Sorry I can't offer anything better than this. This seems like a really harsh penalty for something that happened when you were 16, especially since the other person received insurance to cover everything .... it's like a double dip for them. If you know of anyone who is facing a foreclosure or just has too much debt (credit cards, medical bills, etc.) please pass my name and number along to them. I wish I could be of more help in your situation, but the bankruptcy laws just don't allow it at this time.

best regards,

(Name removed)

****

amigo_boy

join:2005-07-22

3 edits
said by LegalQ :

"Your situation is a very complex one because of the restitution order."
I agree with that. But, as a BK lawyer, he couldn't address those complexities. All he could advise is, as it stands now, you can't escape a restitution judgment through BK.

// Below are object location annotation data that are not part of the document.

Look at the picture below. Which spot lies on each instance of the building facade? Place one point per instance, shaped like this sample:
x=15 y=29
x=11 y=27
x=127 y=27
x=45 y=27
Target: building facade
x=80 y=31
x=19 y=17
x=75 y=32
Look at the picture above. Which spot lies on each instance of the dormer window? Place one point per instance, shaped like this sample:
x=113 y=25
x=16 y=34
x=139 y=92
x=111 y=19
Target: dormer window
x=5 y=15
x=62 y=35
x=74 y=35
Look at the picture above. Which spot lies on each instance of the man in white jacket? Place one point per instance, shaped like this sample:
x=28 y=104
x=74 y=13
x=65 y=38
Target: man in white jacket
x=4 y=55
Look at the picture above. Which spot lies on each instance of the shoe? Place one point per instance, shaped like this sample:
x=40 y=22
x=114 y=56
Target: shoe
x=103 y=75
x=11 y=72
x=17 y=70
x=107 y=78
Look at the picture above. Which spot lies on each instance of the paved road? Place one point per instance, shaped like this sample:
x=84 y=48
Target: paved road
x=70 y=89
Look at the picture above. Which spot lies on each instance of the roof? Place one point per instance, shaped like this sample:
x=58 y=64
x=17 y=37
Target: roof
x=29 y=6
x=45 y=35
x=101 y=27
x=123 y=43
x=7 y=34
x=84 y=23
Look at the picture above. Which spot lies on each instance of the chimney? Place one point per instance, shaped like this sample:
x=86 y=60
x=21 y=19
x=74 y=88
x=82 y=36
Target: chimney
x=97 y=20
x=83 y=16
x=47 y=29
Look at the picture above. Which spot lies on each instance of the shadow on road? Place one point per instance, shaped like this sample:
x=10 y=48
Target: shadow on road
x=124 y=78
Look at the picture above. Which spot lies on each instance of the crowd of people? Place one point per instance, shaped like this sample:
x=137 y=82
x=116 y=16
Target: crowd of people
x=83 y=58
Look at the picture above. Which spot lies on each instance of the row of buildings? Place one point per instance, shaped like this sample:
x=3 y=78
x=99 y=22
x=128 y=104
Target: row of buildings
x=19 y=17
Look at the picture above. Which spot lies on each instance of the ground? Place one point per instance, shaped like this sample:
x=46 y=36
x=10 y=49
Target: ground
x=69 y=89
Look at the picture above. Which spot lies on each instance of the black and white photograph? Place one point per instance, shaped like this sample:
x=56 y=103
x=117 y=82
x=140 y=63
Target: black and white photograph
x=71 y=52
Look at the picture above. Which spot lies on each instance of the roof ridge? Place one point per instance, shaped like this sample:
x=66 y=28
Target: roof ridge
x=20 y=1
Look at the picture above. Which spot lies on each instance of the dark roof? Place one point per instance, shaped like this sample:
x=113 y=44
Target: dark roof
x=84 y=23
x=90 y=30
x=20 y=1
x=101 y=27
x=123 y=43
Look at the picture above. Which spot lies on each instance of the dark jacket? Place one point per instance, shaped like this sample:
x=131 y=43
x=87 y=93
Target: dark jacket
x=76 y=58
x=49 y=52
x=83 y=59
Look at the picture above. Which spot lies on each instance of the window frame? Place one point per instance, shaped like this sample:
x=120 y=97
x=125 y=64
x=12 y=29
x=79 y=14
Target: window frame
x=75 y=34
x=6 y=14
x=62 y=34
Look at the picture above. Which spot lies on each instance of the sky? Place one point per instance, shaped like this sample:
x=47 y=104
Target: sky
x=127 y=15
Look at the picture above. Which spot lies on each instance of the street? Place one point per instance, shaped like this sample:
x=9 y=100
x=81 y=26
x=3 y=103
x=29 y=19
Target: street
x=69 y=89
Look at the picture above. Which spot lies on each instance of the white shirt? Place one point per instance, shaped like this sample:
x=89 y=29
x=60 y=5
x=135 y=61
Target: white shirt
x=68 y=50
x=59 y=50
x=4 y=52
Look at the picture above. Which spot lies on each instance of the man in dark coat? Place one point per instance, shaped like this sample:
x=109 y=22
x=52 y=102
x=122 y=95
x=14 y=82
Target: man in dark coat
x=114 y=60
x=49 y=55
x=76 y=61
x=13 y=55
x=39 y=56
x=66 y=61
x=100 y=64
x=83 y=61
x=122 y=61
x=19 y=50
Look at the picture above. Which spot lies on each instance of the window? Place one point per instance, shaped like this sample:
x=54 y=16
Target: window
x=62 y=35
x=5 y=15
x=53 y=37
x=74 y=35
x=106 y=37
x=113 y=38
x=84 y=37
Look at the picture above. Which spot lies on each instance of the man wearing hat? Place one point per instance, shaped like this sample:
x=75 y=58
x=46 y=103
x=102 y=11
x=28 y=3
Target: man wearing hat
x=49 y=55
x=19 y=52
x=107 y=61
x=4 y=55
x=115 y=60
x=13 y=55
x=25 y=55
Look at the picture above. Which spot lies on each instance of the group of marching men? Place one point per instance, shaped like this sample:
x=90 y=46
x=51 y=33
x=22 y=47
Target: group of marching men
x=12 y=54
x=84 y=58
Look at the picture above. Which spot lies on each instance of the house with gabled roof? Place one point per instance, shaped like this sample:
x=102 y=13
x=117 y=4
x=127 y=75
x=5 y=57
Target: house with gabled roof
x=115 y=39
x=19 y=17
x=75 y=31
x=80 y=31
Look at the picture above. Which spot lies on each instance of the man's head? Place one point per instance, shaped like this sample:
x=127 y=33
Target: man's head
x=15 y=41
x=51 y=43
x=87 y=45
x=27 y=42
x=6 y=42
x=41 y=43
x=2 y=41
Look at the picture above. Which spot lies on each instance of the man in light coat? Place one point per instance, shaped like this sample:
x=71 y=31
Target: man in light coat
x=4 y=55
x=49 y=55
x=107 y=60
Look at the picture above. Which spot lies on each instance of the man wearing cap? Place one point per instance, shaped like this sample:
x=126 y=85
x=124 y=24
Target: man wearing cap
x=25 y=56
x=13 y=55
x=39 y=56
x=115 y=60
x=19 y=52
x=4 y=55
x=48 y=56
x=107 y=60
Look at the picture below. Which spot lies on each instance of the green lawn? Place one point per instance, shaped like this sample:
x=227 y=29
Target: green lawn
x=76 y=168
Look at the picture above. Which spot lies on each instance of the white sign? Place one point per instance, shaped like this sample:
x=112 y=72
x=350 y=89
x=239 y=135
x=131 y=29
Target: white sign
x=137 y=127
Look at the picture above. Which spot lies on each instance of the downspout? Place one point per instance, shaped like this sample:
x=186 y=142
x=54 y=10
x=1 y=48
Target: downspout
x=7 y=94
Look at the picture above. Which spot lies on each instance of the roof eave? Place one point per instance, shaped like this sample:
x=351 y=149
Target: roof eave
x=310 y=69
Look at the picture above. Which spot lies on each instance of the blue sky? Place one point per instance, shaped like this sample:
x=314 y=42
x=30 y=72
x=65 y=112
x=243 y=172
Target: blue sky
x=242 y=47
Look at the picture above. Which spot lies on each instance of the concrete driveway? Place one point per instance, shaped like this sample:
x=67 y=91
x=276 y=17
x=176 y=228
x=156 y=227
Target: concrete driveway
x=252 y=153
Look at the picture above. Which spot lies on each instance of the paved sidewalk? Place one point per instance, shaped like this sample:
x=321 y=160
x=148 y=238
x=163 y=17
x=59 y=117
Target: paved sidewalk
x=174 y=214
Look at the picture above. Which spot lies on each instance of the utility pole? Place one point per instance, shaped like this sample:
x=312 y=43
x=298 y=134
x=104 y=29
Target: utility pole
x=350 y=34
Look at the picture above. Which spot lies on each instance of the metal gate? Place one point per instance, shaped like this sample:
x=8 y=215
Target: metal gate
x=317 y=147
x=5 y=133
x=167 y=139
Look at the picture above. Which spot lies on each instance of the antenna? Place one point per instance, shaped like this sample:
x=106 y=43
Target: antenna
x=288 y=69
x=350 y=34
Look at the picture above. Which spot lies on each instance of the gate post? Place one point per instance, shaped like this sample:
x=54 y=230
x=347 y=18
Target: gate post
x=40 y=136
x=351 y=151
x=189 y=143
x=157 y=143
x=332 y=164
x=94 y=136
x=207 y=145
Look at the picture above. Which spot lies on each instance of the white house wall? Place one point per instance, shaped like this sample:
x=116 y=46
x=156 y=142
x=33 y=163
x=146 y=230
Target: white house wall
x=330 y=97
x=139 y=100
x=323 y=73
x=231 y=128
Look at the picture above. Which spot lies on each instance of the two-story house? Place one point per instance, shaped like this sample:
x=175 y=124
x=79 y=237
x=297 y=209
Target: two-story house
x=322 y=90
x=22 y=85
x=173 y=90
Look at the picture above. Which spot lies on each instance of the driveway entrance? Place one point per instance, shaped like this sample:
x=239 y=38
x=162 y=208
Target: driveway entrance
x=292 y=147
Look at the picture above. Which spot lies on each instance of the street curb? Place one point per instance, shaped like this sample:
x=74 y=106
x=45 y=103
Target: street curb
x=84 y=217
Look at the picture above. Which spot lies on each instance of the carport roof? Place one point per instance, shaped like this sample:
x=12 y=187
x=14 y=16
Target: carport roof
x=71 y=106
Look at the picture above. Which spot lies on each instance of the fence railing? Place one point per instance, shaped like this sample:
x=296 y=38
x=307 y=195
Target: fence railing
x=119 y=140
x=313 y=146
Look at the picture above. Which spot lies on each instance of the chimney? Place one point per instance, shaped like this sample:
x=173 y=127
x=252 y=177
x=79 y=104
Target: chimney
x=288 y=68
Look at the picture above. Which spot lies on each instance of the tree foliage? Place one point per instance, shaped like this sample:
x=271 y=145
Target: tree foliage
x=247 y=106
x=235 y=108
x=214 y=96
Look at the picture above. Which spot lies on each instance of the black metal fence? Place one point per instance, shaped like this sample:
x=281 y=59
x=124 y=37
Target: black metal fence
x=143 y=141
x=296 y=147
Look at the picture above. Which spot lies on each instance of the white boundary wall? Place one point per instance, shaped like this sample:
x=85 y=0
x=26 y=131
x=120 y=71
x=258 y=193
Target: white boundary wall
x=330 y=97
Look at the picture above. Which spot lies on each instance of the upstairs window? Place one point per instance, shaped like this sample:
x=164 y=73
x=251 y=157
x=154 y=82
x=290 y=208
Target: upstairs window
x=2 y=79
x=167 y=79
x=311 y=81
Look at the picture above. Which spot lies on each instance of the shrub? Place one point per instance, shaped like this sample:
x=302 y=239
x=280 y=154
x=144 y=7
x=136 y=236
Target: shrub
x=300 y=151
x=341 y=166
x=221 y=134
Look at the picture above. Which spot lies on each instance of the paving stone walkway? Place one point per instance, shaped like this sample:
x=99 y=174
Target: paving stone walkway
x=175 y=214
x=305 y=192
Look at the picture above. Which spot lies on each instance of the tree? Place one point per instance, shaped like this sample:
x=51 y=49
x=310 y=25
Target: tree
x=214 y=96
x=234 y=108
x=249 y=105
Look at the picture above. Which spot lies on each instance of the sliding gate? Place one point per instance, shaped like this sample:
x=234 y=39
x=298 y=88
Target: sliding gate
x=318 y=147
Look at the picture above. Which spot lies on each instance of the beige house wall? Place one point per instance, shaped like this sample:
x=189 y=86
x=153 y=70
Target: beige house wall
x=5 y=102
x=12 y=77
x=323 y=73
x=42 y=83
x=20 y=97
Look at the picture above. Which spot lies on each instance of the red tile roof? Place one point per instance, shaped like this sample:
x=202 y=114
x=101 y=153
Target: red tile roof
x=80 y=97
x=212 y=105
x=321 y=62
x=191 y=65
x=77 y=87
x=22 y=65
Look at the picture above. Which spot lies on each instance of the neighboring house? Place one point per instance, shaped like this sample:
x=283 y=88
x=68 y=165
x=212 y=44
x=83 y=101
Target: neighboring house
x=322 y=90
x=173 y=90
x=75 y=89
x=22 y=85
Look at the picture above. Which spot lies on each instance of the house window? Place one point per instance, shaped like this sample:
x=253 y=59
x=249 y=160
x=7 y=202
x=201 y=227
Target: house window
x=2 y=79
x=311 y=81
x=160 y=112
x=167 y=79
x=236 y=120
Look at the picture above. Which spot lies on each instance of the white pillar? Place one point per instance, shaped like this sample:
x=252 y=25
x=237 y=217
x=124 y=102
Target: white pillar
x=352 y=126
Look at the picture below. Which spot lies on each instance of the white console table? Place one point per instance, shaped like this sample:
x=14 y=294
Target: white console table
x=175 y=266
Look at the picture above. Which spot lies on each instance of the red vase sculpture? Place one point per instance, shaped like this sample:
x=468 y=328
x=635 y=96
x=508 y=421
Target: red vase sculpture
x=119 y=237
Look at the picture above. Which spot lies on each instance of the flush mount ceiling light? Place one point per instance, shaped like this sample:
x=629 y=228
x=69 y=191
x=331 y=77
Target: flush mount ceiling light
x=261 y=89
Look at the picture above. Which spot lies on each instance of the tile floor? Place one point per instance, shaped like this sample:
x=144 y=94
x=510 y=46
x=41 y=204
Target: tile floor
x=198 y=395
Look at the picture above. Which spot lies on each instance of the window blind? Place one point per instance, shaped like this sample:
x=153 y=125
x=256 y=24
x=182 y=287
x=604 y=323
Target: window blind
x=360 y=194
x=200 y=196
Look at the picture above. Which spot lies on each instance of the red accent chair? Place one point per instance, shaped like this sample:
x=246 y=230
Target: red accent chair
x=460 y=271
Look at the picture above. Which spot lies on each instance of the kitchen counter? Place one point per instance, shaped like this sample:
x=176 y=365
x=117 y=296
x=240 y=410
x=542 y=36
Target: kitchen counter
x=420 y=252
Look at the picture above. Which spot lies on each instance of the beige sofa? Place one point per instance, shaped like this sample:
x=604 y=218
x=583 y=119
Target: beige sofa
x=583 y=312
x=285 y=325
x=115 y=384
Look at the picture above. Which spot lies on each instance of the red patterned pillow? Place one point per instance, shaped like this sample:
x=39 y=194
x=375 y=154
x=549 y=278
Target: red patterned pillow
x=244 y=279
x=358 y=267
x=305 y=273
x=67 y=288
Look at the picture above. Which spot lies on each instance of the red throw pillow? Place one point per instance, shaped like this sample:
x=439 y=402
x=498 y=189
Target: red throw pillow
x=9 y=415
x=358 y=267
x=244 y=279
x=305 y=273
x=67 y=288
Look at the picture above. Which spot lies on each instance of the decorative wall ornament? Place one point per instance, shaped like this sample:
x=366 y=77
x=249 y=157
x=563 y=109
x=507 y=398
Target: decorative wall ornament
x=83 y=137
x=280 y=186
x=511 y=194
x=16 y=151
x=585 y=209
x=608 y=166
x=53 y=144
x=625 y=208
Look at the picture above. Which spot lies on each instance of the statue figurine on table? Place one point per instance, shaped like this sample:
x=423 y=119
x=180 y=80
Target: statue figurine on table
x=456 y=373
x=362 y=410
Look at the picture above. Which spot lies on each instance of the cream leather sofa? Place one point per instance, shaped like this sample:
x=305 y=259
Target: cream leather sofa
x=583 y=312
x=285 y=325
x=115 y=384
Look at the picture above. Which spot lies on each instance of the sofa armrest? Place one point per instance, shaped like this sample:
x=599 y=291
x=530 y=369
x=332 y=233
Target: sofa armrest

I recommend you still pursue the questions/topics described here, the last paragraph here and here.

- Whether you can have you can have the civil judgment modified, either through the criminal court modifying the restitution part of your sentence, or through the civil court.

- Whether she'll be able to get a new judgment in the future (if she doesn't renew this one), and how the insurance settlement would affect that (assuming you would respond to the lawsuit and present that information).

- How juvenile justice works in Minnesota. Financial liability goes to parents or child? Limits (time, money)?

Something else to consider is application for clemency from the Minnesota governor. Usually, pardons and expungements can't be granted until the sentence is completed and restitution/fines paid. But, it depends on the clemency powers granted to the governor.

For example, the presidential power to pardon includes the remission of restitution. But, you can't apply for this because the President can only pardon federal crimes (assuming you were convicted of a State crime).

It would be worth looking into. Like the BK attorney said, your situation sounds exceptionally harsh. You don't have any realistic way to put it behind you. And, you have a victim who's trying to collect an amount that wouldn't have been granted to her if she received the insurance settlement before the restitution hearing.

I think it would be a good candidate for executive clemency. But, it depends on whether the state constitution/legislature has limited that power to prevent remission of restitution (by requiring consideration of only those applicants who have completed their restitution).

Even if that is a requirement, I'd apply anyway just to get the topic in front of them. The unusual nature of your dilemma. The Catch-22. You might get someone's attention. Maybe someone would champion your cause.

But, you may want to weigh that against laying low for a year or two and seeing if she renews the civil judgment. You wouldn't want to end up in the news and cause her to be reminded of the 10-year limit.